The disease control rate was high, at a respective 84% and 81%, which presenting author Neeraj Agarwal (University of Utah, Salt Lake City, USA) said was primarily due to the low numbers of patients who achieved progressive disease as the best overall response. The median duration of response was 6.9 months in both cases, and PD-L1 status, known for 75 patients, was not associated with response.

Agarwal particularly pointed out the antitumour activity in a key subgroup of 101 (77%) men with visceral metastases and/or extrapelvic lymphadenopathy (EPLN), both of which are associated with a poor prognosis.

 

The median duration of PFS was about 5.7 months for the group as a whole and 6.8 months in the visceral metastases/EPLN group, according to independent radiology assessment, while overall survival (OS) was a median of 18.4 months in both groups. Agarwal reported that the safety profile was “manageable, consistent with previously reported data”.

“The combination of cabozantinib and atezolizumab demonstrated encouraging clinical activity in patients with mCRPC, which was confirmed by blinded independent review”

Neeraj Agarwal, Salt Lake City, USA

 
Prolonged survival with enzalutamide plus ADT in metastatic hormone-sensitive prostate cancer

OS data support previously reported efficacy findings for enzalutamide plus androgen deprivation therapy (ADT) in men with metastatic hormone-sensitive prostate cancer.

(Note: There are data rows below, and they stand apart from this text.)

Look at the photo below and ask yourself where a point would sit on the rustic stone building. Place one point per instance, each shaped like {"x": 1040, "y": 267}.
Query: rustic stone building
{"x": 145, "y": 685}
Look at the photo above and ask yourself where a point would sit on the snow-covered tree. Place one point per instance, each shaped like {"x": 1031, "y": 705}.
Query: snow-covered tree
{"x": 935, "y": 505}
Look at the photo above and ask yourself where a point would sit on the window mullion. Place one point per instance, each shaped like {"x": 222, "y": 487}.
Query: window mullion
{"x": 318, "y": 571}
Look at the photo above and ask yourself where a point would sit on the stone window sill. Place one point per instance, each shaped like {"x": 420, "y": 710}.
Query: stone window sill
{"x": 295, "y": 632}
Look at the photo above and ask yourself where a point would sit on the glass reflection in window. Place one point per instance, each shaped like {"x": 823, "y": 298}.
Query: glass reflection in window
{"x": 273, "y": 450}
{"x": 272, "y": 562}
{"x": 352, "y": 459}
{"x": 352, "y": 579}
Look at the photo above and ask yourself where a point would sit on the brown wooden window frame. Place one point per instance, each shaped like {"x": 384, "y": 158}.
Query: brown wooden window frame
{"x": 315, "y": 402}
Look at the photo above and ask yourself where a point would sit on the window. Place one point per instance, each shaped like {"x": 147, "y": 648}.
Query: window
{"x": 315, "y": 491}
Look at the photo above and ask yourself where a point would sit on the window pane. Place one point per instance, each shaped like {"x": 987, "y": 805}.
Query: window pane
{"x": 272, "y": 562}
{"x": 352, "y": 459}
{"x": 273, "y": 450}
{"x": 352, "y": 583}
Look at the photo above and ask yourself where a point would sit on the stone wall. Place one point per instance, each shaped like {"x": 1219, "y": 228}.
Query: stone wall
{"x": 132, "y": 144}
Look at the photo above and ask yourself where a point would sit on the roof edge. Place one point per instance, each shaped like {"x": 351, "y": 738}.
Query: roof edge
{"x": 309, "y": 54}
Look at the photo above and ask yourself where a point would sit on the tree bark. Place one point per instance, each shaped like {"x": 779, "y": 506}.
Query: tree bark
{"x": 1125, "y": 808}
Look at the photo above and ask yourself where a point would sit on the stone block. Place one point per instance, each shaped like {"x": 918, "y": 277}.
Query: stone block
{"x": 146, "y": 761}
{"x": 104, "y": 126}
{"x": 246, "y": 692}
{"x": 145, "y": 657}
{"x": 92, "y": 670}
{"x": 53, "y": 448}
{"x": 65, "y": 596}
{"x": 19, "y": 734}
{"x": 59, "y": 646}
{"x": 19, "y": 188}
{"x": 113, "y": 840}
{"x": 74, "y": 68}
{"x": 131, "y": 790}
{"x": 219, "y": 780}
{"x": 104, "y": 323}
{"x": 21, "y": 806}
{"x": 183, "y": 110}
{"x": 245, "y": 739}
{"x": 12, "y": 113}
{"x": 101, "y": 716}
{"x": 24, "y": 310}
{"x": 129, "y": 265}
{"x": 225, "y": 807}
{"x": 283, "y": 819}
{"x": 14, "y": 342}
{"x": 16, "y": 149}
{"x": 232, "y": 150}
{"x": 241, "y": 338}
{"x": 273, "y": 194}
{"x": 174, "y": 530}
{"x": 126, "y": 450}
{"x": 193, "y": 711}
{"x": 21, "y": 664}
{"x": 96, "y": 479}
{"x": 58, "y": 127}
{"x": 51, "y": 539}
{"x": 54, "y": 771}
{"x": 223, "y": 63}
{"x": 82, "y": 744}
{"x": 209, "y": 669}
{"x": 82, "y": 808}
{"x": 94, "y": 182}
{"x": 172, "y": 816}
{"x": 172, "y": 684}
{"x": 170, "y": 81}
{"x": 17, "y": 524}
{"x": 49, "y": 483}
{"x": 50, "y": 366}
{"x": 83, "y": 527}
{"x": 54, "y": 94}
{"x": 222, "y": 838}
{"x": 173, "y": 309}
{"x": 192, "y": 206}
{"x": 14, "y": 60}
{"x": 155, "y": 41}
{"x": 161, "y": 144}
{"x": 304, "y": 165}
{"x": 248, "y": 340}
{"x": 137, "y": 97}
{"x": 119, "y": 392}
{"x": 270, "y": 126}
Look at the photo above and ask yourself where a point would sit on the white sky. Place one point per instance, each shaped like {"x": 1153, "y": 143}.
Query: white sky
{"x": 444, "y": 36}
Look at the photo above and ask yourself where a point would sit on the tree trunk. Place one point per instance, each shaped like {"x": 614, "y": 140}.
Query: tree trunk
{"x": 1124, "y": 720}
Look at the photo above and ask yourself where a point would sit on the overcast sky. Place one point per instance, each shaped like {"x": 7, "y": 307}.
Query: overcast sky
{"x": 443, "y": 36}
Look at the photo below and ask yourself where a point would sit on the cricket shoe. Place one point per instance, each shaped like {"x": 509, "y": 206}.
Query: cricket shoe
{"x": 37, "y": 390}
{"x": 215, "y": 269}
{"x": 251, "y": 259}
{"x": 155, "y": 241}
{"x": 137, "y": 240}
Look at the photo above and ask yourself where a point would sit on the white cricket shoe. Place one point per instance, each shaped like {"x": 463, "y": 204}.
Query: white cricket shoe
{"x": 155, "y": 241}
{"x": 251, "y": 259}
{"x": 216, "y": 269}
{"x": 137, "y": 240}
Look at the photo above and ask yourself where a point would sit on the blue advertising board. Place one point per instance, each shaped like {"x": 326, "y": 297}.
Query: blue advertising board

The phase 3 ARCHES (NCT02677896) primary analysis demonstrated a significant 61% reduction in the risk of radiographic disease progression with enzalutamide 160 mg/day plus ADT, compared with placebo plus ADT, in 1150 men with metastatic hormone-sensitive prostate cancer.

In the current final OS analysis, conducted over a median follow-up of 44.6 months, there were 356 deaths – 154 in the combination treatment group versus 202 in the ADT group – giving a significant improvement in OS with enzalutamide plus ADT of 34%.

“The early use of enzalutamide with ADT led to a significant delay in the need for subsequent antineoplastic therapy”

Andrew Armstrong, Durham, North Carolina, USA

The survival benefit was maintained irrespective of disease volume, prior local therapy, disease localization, prostate-specific antigen and Gleason score, and it was unrelated to differential receipt of antineoplastic therapies subsequent to the study treatments.